Solar panels mounted at the back of the telescope on the support structure for the Sun shields, provide power to the flight electronics by charging NiMH batteries. The panels face the Sun from only one side and are radiatively cooled to the sky from the other side.

Performance in flight and data obtained

This was the first scientific flight of the instrument. After launch the ascent was rather slow, which was initially a problem since the instrument got really cold when going through the tropopause, freezing some of the electronics onboard. After some time at float, however, staring at the sun, things seems to have thawed out, and started working again. The other thing of note during ascent was the remaining charge in the flight batteries. Since was spent so long on the flightline before launch, the batteries got depleted more than anticipated so the ground team started pointing in azimuth significantly before got to float, in an attempt to keep the solar panels pointed at the sun. Later it turned out a very wise action so the instrument was able to recharge the batteries.

The first hours while the balloon was in direct connection with the Kiruna base were spent trying to characterise the telescope and made some quick sky maps. Others problems arose first when the internet connection in Kiruna died (it was vital to establish connection with the CSBF Texas site wich would be the only link with the gondola after loss the line of sight link) and also an electrical storm wich occured in Palestine, which brought the link to the gondola down for some time.

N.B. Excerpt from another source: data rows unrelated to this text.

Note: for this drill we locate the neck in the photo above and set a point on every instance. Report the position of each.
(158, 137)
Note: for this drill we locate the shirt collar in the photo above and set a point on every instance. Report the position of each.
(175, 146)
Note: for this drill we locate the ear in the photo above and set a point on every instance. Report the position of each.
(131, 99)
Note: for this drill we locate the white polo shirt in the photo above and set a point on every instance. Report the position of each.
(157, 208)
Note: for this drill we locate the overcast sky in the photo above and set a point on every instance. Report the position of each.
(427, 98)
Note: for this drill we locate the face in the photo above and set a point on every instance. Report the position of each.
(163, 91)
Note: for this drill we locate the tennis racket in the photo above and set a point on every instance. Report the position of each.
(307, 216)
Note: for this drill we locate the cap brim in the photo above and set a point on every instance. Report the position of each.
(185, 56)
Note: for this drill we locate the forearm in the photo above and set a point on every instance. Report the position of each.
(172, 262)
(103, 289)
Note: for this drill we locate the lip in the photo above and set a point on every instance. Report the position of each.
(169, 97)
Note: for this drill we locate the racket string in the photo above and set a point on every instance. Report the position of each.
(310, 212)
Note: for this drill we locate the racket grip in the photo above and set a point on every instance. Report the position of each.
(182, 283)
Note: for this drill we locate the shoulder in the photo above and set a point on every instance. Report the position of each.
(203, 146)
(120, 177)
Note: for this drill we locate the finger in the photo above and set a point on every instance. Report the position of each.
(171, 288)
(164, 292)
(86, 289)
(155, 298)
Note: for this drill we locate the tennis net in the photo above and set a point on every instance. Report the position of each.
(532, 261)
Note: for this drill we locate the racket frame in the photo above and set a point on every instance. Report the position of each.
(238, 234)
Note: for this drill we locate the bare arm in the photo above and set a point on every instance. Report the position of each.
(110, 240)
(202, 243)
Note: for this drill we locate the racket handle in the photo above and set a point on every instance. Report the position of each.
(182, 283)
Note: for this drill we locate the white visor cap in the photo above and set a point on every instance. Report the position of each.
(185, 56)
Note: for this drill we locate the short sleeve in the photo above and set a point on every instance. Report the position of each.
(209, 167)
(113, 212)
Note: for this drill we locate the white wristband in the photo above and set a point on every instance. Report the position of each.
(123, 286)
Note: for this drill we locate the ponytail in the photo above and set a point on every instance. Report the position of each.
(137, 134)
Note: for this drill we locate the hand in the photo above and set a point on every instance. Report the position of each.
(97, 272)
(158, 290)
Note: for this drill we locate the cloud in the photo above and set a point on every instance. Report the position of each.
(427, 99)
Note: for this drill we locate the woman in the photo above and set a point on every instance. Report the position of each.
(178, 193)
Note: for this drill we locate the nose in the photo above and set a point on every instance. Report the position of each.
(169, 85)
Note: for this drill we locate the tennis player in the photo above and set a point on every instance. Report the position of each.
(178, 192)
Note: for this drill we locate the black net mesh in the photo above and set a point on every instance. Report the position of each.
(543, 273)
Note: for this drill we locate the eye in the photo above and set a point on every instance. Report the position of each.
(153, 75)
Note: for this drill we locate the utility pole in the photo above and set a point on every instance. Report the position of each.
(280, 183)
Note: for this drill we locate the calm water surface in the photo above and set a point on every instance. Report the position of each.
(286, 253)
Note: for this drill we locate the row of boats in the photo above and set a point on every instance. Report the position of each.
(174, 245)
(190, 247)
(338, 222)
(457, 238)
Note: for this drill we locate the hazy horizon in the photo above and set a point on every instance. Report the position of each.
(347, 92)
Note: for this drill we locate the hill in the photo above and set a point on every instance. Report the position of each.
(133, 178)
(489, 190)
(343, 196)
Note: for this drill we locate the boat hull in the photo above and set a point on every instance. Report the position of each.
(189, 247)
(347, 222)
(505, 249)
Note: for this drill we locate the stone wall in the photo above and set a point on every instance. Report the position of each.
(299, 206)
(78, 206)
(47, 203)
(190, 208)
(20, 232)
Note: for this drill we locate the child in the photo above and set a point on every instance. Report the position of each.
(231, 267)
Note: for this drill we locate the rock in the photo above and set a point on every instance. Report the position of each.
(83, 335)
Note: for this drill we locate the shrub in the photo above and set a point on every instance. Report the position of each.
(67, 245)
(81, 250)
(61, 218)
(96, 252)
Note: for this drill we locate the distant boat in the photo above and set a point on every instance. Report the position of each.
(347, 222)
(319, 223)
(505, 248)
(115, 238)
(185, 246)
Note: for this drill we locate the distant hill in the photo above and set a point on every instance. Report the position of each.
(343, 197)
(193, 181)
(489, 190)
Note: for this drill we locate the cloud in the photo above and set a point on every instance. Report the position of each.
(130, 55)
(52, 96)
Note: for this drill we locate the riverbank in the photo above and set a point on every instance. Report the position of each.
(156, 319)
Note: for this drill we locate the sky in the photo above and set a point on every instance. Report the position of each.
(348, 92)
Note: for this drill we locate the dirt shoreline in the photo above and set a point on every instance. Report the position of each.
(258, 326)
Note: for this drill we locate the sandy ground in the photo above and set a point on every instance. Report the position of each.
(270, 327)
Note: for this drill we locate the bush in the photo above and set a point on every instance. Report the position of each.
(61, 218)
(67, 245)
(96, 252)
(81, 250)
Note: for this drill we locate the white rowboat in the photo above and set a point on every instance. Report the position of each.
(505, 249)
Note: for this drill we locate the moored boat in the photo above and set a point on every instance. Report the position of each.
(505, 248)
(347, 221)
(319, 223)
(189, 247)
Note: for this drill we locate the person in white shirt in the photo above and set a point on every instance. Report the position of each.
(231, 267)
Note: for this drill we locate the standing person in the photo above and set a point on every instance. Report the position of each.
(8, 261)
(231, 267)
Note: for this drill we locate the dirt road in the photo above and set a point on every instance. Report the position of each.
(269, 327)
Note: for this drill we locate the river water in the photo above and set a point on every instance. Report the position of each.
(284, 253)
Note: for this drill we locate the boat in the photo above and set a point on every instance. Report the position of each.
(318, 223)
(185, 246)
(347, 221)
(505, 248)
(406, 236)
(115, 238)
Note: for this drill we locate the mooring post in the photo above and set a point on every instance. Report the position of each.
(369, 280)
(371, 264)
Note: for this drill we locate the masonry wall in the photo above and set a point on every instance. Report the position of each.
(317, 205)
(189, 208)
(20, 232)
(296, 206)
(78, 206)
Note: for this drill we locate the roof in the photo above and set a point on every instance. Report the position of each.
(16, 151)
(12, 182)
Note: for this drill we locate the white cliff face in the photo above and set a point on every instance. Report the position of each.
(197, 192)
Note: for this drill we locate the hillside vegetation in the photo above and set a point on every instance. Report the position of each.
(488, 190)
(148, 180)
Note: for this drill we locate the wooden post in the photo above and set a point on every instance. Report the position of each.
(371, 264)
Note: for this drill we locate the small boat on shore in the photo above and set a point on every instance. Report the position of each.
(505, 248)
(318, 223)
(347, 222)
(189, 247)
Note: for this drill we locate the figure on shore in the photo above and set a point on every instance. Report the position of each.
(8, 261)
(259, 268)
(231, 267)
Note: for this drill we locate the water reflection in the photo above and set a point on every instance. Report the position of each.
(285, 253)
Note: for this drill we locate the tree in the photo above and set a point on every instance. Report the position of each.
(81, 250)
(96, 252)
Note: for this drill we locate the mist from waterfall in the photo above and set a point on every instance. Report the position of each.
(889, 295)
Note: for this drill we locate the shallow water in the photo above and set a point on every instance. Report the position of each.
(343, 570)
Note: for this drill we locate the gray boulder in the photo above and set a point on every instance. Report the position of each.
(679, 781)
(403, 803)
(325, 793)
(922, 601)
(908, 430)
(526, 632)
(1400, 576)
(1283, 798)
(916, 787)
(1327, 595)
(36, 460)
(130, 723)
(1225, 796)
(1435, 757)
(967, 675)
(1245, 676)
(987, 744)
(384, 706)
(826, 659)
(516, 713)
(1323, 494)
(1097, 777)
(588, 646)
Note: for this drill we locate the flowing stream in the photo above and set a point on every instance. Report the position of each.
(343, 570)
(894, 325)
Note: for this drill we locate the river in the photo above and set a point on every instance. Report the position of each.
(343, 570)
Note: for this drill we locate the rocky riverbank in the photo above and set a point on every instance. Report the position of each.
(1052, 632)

At middle of the flight the ground team managed to obtain the first maps from the line-of-sight data, but they showed the sensitivity was lower than initially expected. That meant that they need to control the telescope manually from the ground rather than just letting it run automatically, something specially complicated due to the network link instability.

Once over Canada the speed of the balloon remained high than expected forcing to cutting down the payload from balloon a day earlier than hoped and thus reducing the amount of data obtained. By the time the balloon reached Victoria Island the speed dropped dramatically, and the operation team in Palestine, Texas decided to delay termination allowing to find more fields to scan, but a bit later they advised the scientific team to shut down BLAST for termination as quickly as they could: the balloon had taken an unexpected turn to the south, into an area of the island full of lakes, instead of the more northerly plateau originally planned for landing. The instument was turned off at once, locked and separated immediately from the balloon.

At landing the primary mirror suffered extensive damage.

In all, BLAST acquired near 100 hours of data on Galactic targets, providing some of the first arcminute resolution images at these wavelengths. Surveys of five star forming regions were conducted, including the well-studied Cygnus-X field, three regions of intermediate/high-velocity cirrus, the Cassiopeia-A supernova remnant, and several individual bright targets.